Reeling under water crisis, Bellandur residents start digging recharge pits

They have decided to take matters into their own hands to improve groundwater levels

April 12, 2019 01:03 am | Updated 01:03 am IST - Bengaluru

To conserve every drop: According to a resident of Bellandur, they plan to have at least 2,500 water recharge pits in the area.

To conserve every drop: According to a resident of Bellandur, they plan to have at least 2,500 water recharge pits in the area.

This summer, several neighbourhoods across Bengaluru have encountered severe water scarcity. In areas such as Bellandur, residents have cried foul over private water tanker operators allegedly playing truant and people trying to cash in on the situation by drilling borewells in just about any place, including footpaths.

Though the Bruhat Bengaluru Mahanagara Palike and Bangalore Water Supply and Sewerage Board have debated the problem, there has been little relief for citizens. This is why some of them have decided to take matters into their own hands.

Residents in Bellandur have started digging recharge wells on their premises with the aim of rejuvenating groundwater levels, which, in the city, have been alarmingly low.

Seema Sharma, a resident of the area, said the crisis became worse when tanker operators refused to supply water even when people were ready to pay more. “The aim is to have at least 2,500 of the one million water recharge pits being planned for the city in Bellandur. All communities are seriously working on it,” she said.

Srinivasa S.A., an IT professional who lives in a layout off Sarjapur Road, said they were residents of some 25 independent houses who had not been affected as badly as residents of apartments in the area, but had already started digging pits.

“We are funding this ourselves. We are getting recharge pits done in each house, as well as one big one for the layout. Though we are comparatively in a more remote place and are not yet surrounded by large apartments, we have already seen borewell water reduce. We foresee more buildings coming up around us, which will increase the problem. We want to be prepared,” he said.

The pits they are digging on their premises require around 3 ft space, are 1 ft away from the foundation, and need around ₹25,000 investment, said Mr. Srinivasa.
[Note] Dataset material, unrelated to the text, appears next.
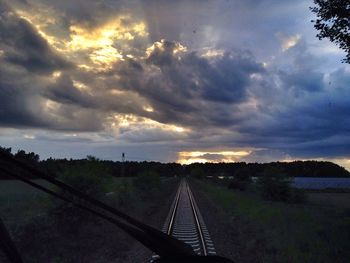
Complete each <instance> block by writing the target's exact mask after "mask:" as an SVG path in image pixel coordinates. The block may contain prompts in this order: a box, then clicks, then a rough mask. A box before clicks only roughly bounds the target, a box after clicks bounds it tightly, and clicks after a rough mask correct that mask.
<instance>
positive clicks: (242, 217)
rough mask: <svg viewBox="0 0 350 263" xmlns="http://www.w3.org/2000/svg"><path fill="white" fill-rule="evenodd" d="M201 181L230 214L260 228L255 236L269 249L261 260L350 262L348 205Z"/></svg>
mask: <svg viewBox="0 0 350 263" xmlns="http://www.w3.org/2000/svg"><path fill="white" fill-rule="evenodd" d="M199 184H200V187H201V189H202V191H204V192H205V193H206V194H207V195H208V196H209V197H210V198H212V199H213V200H214V201H215V203H217V204H218V205H219V206H220V207H221V208H222V209H223V210H224V211H225V213H226V214H227V215H228V216H230V217H232V216H235V217H239V218H241V219H242V220H245V221H249V222H250V223H251V224H253V226H254V227H255V228H256V229H259V230H260V231H258V232H257V233H256V236H255V238H256V239H261V238H263V239H264V243H265V244H264V245H265V250H266V251H264V252H263V253H262V254H263V257H262V259H261V262H344V263H345V262H349V261H348V259H349V258H350V244H349V240H350V211H349V210H348V209H341V208H339V207H331V206H325V207H320V206H313V205H309V204H303V205H295V204H286V203H280V202H269V201H263V200H261V199H260V198H259V197H258V196H255V195H254V194H249V193H243V192H235V191H231V190H229V189H226V188H224V187H222V186H218V185H213V184H210V183H204V182H200V183H199ZM235 227H239V226H235ZM250 242H253V241H252V240H250ZM247 245H249V244H247Z"/></svg>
Luke Dhanaraj from the Bellandur Development Forum said there were around 100 apartment complexes in the area and the idea was to ensure that not a single drop of rainwater was allowed to flow out of one’s premises.

“We had a workshop a month back where inputs on harvesting rainwater were discussed. Apart from using rainwater by installing harvesting systems, we are in the process of setting up recharge pits before the onset of monsoon,” he said.